On-Chip Vectorial Structured Light Manipulation via Inverse Design

TL;DR

This paper introduces a data-driven inverse design approach for precise manipulation of on-chip vectorial structured light, enabling complex photonic functions through high-dimensional Hilbert space mapping.

Contribution

It presents a novel inverse design method that maps physical light fields to mathematical function spaces, allowing arbitrary on-chip structured light manipulation.

Findings

Achieved light field conversion in on-chip topological photonics

Designed high-performance topological coupling devices with minimal loss

Realized customizable topological routing devices

Abstract

On-chip structured light, with potentially infinite complexity, has emerged as a linchpin in the realm of integrated photonics.

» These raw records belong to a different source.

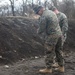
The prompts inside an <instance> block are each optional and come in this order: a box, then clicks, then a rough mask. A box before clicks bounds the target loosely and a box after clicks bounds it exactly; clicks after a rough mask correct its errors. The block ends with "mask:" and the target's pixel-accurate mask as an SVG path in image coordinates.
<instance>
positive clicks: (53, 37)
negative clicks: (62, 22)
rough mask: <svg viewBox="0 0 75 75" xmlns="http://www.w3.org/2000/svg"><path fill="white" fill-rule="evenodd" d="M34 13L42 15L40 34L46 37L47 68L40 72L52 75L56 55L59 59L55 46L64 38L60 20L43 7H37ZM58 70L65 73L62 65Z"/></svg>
mask: <svg viewBox="0 0 75 75" xmlns="http://www.w3.org/2000/svg"><path fill="white" fill-rule="evenodd" d="M34 11H35V13H36V14H38V15H40V19H39V29H38V34H41V35H42V34H43V35H44V39H45V43H44V46H45V48H47V51H46V58H45V63H46V68H45V69H41V70H39V72H41V73H52V71H53V70H52V64H53V58H54V55H57V56H56V58H57V59H59V57H58V54H57V51H55V46H56V44H57V42H58V40H59V39H60V38H61V37H62V32H61V29H60V26H59V22H58V18H57V16H56V14H55V13H54V12H53V11H51V10H48V9H45V8H44V7H42V6H39V7H35V8H34ZM58 62H60V61H58ZM58 68H59V71H60V72H64V69H63V68H64V67H63V66H61V65H60V64H59V67H58Z"/></svg>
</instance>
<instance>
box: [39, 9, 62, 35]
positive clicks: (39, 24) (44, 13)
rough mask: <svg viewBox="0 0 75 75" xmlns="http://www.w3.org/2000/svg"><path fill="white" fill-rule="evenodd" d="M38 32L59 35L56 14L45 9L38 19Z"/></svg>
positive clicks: (52, 11) (40, 32)
mask: <svg viewBox="0 0 75 75" xmlns="http://www.w3.org/2000/svg"><path fill="white" fill-rule="evenodd" d="M38 33H39V34H42V33H44V34H45V35H46V36H48V35H53V34H54V35H55V34H56V35H57V36H58V35H61V34H62V33H61V29H60V26H59V22H58V18H57V16H56V14H55V13H54V12H53V11H51V10H48V9H46V10H45V11H44V12H43V14H42V15H41V17H40V19H39V29H38Z"/></svg>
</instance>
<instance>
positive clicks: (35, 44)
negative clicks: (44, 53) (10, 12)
mask: <svg viewBox="0 0 75 75" xmlns="http://www.w3.org/2000/svg"><path fill="white" fill-rule="evenodd" d="M74 23H75V22H74V21H70V22H69V32H68V38H67V42H66V44H67V46H71V47H74V44H75V42H74V40H75V39H74V38H75V36H74V32H75V30H74V28H75V26H74ZM37 28H38V22H37V20H33V19H26V18H0V62H2V63H3V62H4V63H5V64H7V63H12V62H14V61H17V60H18V59H22V58H24V57H32V56H38V55H43V54H44V51H45V48H44V47H43V41H42V40H41V39H40V37H39V35H38V34H37V33H36V29H37Z"/></svg>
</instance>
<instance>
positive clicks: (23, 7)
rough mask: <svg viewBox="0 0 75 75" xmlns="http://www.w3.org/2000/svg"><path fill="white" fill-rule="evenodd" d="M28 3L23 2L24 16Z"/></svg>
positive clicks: (23, 11)
mask: <svg viewBox="0 0 75 75" xmlns="http://www.w3.org/2000/svg"><path fill="white" fill-rule="evenodd" d="M27 1H28V0H22V2H23V5H22V6H23V12H22V15H23V16H24V14H25V11H27Z"/></svg>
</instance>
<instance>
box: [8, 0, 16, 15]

However, the realization of arbitrarily tailoring a multitude of light field dimensions in complex media remains a challenge1, Through associating physical light fields and mathematical function spaces by introducing a mapping operator, we proposed a data-driven inverse design method to precisely manipulate between any two structured light fields in the on-chip high-dimensional Hilbert space. To illustrate, light field conversion in on-chip topological photonics was achieved. High-performance topological coupling devices with minimal insertion loss and customizable topological routing devices were designed and realized. Our method provides a new paradigm to enable precise manipulation over the on-chip vectorial structured light and paves the way for the realization of complex photonic functions.